I’d like to introduce a new term: Rekab Street. That’s Baker Street spelled backwards, and it represents the opposite of Sherlock Holmes’ approach: rather than notice the anomalies and detect evidence of criminal or shameful activity that people have deliberately tried to conceal, residents of Rekab Street systematically ignore any clues that violate the expectations/demands of their preconceived narrative, sweeping aside the anomalies and highlighting precisely what has been created to mislead. It is, in a sense, a process of stupefaction.

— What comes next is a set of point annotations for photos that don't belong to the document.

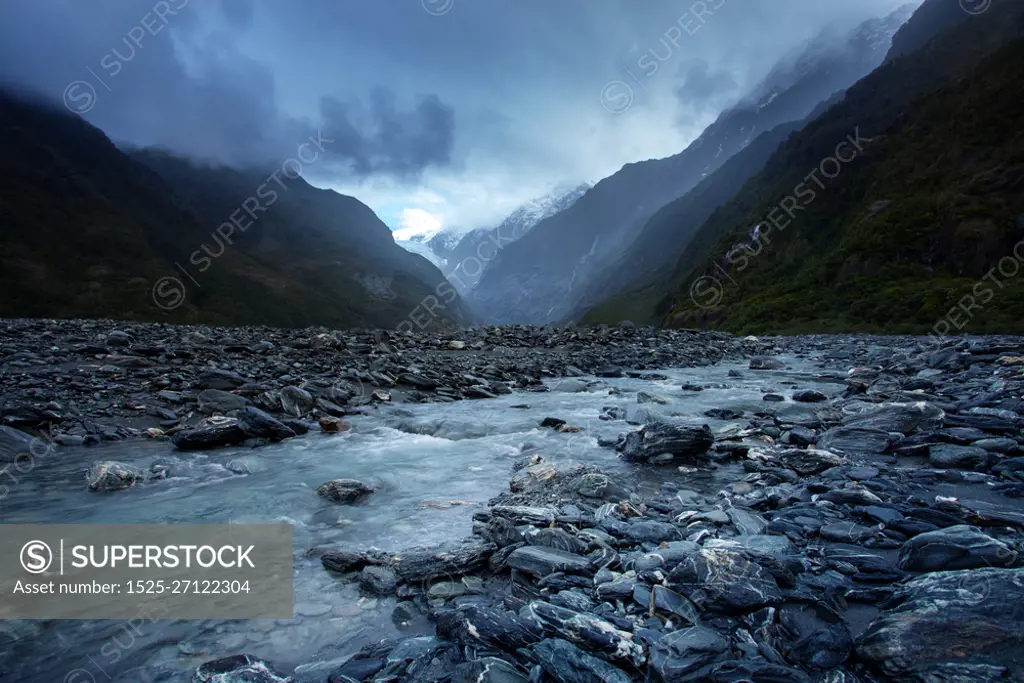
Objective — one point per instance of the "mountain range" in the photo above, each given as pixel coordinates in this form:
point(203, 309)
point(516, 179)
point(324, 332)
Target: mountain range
point(464, 255)
point(920, 232)
point(908, 229)
point(576, 259)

Rekab Street exists in many fields.
In a sense, Thomas Kuhn’s book, The Structure of Scientific Revolutions, focuses on the problem, in particular, on the resistance to anomalies that contradict the paradigm. He cites a study by Bruner and Postman about how the resistance to anomalies that violate expectations can be so strong that people can literally not see that a deck has some playing cards with red spades and black hearts. The authors note the psychological discomfort felt by people confronting these anomalies (which their minds literally do not want to see).

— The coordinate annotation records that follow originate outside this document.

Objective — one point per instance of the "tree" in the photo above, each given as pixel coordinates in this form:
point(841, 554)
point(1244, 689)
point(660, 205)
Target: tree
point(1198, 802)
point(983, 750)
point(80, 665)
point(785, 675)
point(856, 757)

In my own chosen field of medieval history, I have found precisely this kind of resistance. My early (and now current) work focused on a substantial trail of evidence indicating that for over half a millennium, Latin Christians had been tracking the advent of the year 6000 from the Creation (at which point the millennial kingdom would begin), but that as the date approached, the clergy (our unique source for documentation) dropped the dating system and adopted another that pushed off the apocalyptic date. Among the many events of note that coincided with the advent of these disappeared dates was the coronation of Charlemagne, held on the first day of the year 6000 according to the most widely accepted count, but dated by observers as AD 801.

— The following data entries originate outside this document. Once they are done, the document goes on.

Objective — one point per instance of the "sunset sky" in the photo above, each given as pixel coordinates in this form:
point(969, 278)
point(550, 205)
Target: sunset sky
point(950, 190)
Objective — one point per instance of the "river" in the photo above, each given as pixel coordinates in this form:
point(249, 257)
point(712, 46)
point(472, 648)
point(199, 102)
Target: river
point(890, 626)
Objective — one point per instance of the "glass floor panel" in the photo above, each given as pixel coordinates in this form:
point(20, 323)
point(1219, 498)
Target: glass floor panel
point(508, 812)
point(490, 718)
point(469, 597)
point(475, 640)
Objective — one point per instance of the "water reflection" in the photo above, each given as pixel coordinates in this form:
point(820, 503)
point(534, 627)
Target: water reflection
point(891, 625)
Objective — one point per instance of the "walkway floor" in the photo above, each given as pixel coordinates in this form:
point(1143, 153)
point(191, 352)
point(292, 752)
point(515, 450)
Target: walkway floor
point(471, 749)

I argued this “silence,” on something so critical reflected not indifference, but deep anxiety. Like Conan Doyle’s “Silver Blaze,” the main clue was the dog who did not bark. In response, I found that medievalists clung to their view of Charlemagne as someone with his feet firmly planted on the ground, who would never be moved by such silliness. As a result they handled the evidence in ways that resembled the work of clean-up and construction crews rather than that of detectives and archeologists.
Since 2000, the reigning approach for understanding the Middle East conflict between Israel and her neighbors has focused narrowly on the what’s called the “Israeli-Palestinian conflict.” The resulting (or founding) paradigm for such an approach is what I’ve called either PCP 1 (politically-correct paradigm) or PCP 2 (post-colonial paradigm). In both cases, the framing conceit is the Israeli Goliath and the Palestinian David. And so powerful is the underdogma that governs this view that all evidence to the contrary gets swept aside. So insistent are the demands to support the underdog, that the cost of ignoring empirical reality seem a small price to pay.
What results, is a process of determined, deliberate stupefaction, in which we must inhabit Rekab Street, wemust ignore critical evidence, bow down to ghoulish idols, literally render ourselves stupid. We must not talk abouthonor-shame culture much less adopt a paradigmatic view that privileges such concerns in understanding the Arab/Muslim hatred of an independent Jewish state in Dar al Islam. We should not discuss Islam’s triumphalist obsession with dominating and humiliating non-believers. We cannot discuss anti-Semitism or the Holocaust without equating it with Islamophobia, lest we offend people we might identify as agents of a new blood-dimmed tide. We cannot discuss the repeated evidence that our humanity is being systematically abused to benefit people who literally embody everything that we progressive, democratically-minded people abhor.
And as a result, we are fully misinformed by our media and our academics, who think that “attacking the most powerful” is a sign of courage regardless of who’s right, who prefer to preen about their moral superiority even at the direct cost of empowering those who hold their morality in contempt, who attack their critics savagely even as they embrace their enemies; who can’t tell parody from reality because the procrustean beds they impose on the evidence have led them to invert empirical reality.
Thus babies killed by Hamas become the occasion of cries for sympathy for Gazans assaulted by Israel. And terrorists who disguise themselves as journalists become the occasion for accusing Israel of deliberately killing journalists. An army which undergoes a disastrous defeat, gets handed laurels of victory for their performance. The world’s army with (by far) the best record when it comes to reducing civilian casualties on the other side in urban warfare get’s painted at the world’s most brutal army.
The inhabitants of Rekab Street cannot break step with the parade of the Emperor’s New Clothes.
Of course were this merely a children’s tale for adults, the tailors merely financial tricksters, the emperor merely vain, and the court merely foolish and frightened of losing face, it might be alright (don’t want to impose too high standards here).
But when the tailors are malevolent agents of a ruthless cognitive war of aggression, the new clothes are icons of hatred designed to arouse genocidal fury against the very people witnessing the parade, and the court is aggressively dishonest, it’s another story. Something like the opposite of harmless.
If we survive this challenge, there will be an entire field of scholarly research into the tendencies of intellectuals to commit civilizational suicide.